One camera, two jobs
Counting is anonymous and aggregate: numbers, never footage. And when you want more from the hardware, the same cameras extend with video security under your control and your rules. Measurement today, headroom for tomorrow.
Telia's partnership with Bumbee Labs is important for us to expand our business. It allows us to develop our use cases for location and movement insights to be even more granular. By combining our anonymized and aggregated mobile network data with Bumbee Labs solution of GDPR-safe Wi-Fi probe data, we ensure that the collection of data follows the strictest guidelines of GDPR compliance all the way.
Frequently asked questions
How is this different from 3D sensor counting?
3D sensors are purpose-built counting devices using stereo vision or time-of-flight, typically mounted overhead at a door. AI cameras are standard network cameras with counting intelligence built in, which makes them practical where camera infrastructure already exists or is planned, and lets one device serve wider angles than a dedicated overhead sensor. Both deliver exact in/out and occupancy into the same platform.
Are images of people stored?
Not in counting mode. The camera analyses video in the moment and outputs numbers; no personal images are stored and no individuals are identified. If you separately choose a video security extension, recording is governed by your own security policy and legal basis, and it remains clearly separated from the counting analytics.
Can the cameras do more than counting?
Yes, and that is the point of choosing standard cameras: the hardware can grow with you.
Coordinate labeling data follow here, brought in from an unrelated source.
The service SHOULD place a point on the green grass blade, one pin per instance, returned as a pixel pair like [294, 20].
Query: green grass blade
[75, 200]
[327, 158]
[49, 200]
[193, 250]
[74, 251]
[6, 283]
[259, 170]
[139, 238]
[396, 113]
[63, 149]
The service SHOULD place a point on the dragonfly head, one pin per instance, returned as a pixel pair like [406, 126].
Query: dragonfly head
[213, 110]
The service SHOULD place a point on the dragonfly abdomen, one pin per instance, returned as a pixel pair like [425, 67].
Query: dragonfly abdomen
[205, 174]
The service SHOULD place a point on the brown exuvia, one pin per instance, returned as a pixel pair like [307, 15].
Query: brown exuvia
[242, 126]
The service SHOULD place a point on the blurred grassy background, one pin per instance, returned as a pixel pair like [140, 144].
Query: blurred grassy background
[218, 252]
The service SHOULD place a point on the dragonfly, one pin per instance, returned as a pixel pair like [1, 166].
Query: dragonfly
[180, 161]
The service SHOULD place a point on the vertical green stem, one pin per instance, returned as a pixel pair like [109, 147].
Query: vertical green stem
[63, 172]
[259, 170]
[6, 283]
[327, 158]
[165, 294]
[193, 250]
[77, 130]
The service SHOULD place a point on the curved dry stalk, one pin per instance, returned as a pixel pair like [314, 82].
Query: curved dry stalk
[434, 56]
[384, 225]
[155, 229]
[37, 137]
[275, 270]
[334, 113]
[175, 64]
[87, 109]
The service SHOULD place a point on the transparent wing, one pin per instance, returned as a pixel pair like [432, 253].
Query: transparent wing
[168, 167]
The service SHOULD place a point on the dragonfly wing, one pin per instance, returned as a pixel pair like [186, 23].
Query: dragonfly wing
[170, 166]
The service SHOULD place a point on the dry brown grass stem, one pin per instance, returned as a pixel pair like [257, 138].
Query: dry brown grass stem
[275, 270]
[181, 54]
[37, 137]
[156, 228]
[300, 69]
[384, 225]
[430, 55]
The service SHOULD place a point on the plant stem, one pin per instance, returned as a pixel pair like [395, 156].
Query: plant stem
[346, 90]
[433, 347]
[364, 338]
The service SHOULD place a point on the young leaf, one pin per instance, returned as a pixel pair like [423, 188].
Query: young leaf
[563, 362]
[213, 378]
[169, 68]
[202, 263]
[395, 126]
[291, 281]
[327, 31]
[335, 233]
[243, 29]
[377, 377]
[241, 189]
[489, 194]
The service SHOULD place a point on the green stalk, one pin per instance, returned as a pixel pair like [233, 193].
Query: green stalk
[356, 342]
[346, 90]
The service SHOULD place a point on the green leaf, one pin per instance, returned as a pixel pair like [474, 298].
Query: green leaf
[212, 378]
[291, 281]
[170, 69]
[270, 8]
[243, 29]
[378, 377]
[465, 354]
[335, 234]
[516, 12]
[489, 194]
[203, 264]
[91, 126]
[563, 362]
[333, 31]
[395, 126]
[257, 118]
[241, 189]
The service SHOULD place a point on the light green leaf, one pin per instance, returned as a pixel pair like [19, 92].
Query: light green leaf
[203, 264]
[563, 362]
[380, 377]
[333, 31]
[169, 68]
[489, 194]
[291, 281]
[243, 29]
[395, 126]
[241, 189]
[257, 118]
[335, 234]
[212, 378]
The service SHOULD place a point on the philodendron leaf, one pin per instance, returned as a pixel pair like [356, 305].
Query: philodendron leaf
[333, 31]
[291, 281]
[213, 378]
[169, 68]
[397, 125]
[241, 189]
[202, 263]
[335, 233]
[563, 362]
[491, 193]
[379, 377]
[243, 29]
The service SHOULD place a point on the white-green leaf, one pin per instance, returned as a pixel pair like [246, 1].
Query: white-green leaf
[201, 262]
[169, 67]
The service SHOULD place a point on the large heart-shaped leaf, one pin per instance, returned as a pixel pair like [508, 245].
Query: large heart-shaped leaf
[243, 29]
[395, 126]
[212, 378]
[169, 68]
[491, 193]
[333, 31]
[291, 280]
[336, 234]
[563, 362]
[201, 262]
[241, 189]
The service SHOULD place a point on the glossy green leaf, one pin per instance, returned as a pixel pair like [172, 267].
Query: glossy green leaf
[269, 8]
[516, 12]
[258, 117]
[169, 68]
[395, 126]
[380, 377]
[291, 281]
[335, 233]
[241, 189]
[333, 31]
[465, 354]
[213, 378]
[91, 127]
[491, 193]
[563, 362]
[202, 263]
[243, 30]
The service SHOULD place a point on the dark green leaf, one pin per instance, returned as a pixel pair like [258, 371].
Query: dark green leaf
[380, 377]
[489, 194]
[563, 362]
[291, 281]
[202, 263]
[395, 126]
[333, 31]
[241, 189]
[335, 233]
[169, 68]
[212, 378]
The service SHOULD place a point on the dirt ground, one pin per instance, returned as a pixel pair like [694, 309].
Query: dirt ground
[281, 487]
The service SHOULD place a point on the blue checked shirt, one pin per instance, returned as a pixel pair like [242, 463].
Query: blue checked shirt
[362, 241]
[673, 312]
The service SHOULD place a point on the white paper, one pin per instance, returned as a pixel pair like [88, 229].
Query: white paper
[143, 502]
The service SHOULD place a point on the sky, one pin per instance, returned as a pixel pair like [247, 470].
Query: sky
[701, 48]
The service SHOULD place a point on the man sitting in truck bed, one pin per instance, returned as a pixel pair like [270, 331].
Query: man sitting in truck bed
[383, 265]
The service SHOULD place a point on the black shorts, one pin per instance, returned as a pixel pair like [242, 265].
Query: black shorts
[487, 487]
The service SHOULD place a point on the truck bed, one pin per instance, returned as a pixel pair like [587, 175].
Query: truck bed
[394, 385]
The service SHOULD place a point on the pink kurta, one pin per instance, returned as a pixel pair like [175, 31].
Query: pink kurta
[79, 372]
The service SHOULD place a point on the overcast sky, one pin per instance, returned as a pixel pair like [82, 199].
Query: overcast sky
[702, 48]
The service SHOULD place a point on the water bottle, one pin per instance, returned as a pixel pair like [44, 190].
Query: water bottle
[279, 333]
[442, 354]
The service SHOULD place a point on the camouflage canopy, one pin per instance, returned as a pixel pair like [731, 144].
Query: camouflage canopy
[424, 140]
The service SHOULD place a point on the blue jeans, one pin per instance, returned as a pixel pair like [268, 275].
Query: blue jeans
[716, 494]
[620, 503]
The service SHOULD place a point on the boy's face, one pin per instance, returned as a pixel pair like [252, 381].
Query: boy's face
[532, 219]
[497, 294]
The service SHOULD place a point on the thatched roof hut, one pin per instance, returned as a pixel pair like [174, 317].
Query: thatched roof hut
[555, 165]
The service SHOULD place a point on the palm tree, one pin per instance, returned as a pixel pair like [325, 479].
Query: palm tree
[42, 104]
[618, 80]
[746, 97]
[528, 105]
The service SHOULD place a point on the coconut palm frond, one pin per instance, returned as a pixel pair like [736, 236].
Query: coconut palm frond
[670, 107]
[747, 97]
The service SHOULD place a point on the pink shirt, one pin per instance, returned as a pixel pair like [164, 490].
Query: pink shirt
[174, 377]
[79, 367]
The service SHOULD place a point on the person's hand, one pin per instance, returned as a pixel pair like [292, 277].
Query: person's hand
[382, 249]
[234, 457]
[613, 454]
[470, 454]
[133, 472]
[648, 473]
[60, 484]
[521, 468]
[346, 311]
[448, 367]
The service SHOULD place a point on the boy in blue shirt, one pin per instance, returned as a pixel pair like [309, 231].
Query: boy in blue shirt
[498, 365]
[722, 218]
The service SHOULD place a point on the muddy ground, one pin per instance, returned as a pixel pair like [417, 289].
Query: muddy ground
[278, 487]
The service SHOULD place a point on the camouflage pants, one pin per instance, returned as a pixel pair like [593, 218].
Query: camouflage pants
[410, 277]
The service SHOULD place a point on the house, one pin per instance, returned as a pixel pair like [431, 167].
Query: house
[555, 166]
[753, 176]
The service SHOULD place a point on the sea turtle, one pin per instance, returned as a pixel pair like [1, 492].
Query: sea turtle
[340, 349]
On request, the system extends with video security capabilities, configured by you and governed by your own security policy and legal basis (the extension sits outside the DPA-approved counting method). Counting stays anonymous either way: one investment, two jobs, on your terms.
When are AI cameras the right choice over LiDAR or 3D sensors?
Choose AI cameras where standard camera hardware is an advantage: existing camera points, service and checkout zones, or sites standardising on one hardware family. Choose LiDAR for dark, outdoor or wide-open areas where image-free measurement matters most, and 3D sensors for classic high-precision doorway counting. Many venues combine them through the same platform.